The financial services industry is increasingly defined by an aggressive focus on digitally-based business models to unlock new value. New technologies are being adopted and incorporated into the fabric of business to boost operational efficiencies, enhance client experience and minimise human error.  Technological advancements have created new opportunities for corporate partnerships to build out their digital experience. The rise of such partnerships has accelerated data-driven growth as artificial intelligence and data analytics are employed to inform decisions related to product development, distribution channel development and cost reduction. The order of the day is digitalisation for progress, all the while striving to ensure the necessary digital literacy investment and inclusion efforts to make sure that nobody is left behind.

 The increasing competition and macroeconomic conditions can potentially result in consumers restructuring or cancelling some of the products on offer within the financial services industry. This has required companies to consider clients as more than customers but rather partners with shared objectives which create opportunities for mutually beneficial value exchanges. This is the value of the modern financial services provider: banks ought to be not just a place to put your money, insurance providers not simply those who receive and pay out claims, etc. etc. 

 As such, all client interactions may require companies to take active
and intentional steps to create relationships that will foster client delight and therefore loyalty. The development of robust partnerships allows not only for client retention but also eases the cost of acquisition by creating opportunities for up- and cross-selling. 

The use of surveys has demonstrated that only 28% of financial services respondents expect to stay with their current employer for the next five years, with only 4% of millennials expressing a desire to work in the insurance sector. Attracting and retaining talent will be of great significance in the years to come, with millennials placing a premium on flexibility and positive working. There is increasing pressure on the financial services industry to regularly review policies to align with workers’ changing needs. 

 Within the BIHL Group, innovation and agility have not only become core values in the business and indeed across our Subsidiaries but are actively lived and demonstrated on a daily basis, be it through large scale project investments or smaller in-house process and mindset shifts. Our culture is shaped and continues to be shaped around the need to always be better, do better, and create more meaningful and sustainable value not only for clients and customers, but for colleagues, communities and the nation at large. It is about leveraging our strength in numbers and all that we have and all that we can, and to transform this into truly engineering more positive futures for all, and stronger legacies for and with each other.

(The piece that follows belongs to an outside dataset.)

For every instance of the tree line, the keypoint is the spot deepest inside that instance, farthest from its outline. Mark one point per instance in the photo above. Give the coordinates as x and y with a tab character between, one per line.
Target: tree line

We have entered the digital revolution, but with it comes an equally important need for human insight and consideration, empathy and the importance of creating shared value. Trends can teach us a great deal, and certainly continue to shape the future of the industry in many ways, but how businesses adapt and onboard new innovations and demonstrate the relevant agility planning and execution is what remains core towards ensuring actual change and true progress in the most sustainable way possible.

In the “adapt or die story,” those that do not move with the times and set or shape the trends rather than simply following them, and likely to find themselves as a cautionary tale on the latter part of the phrase.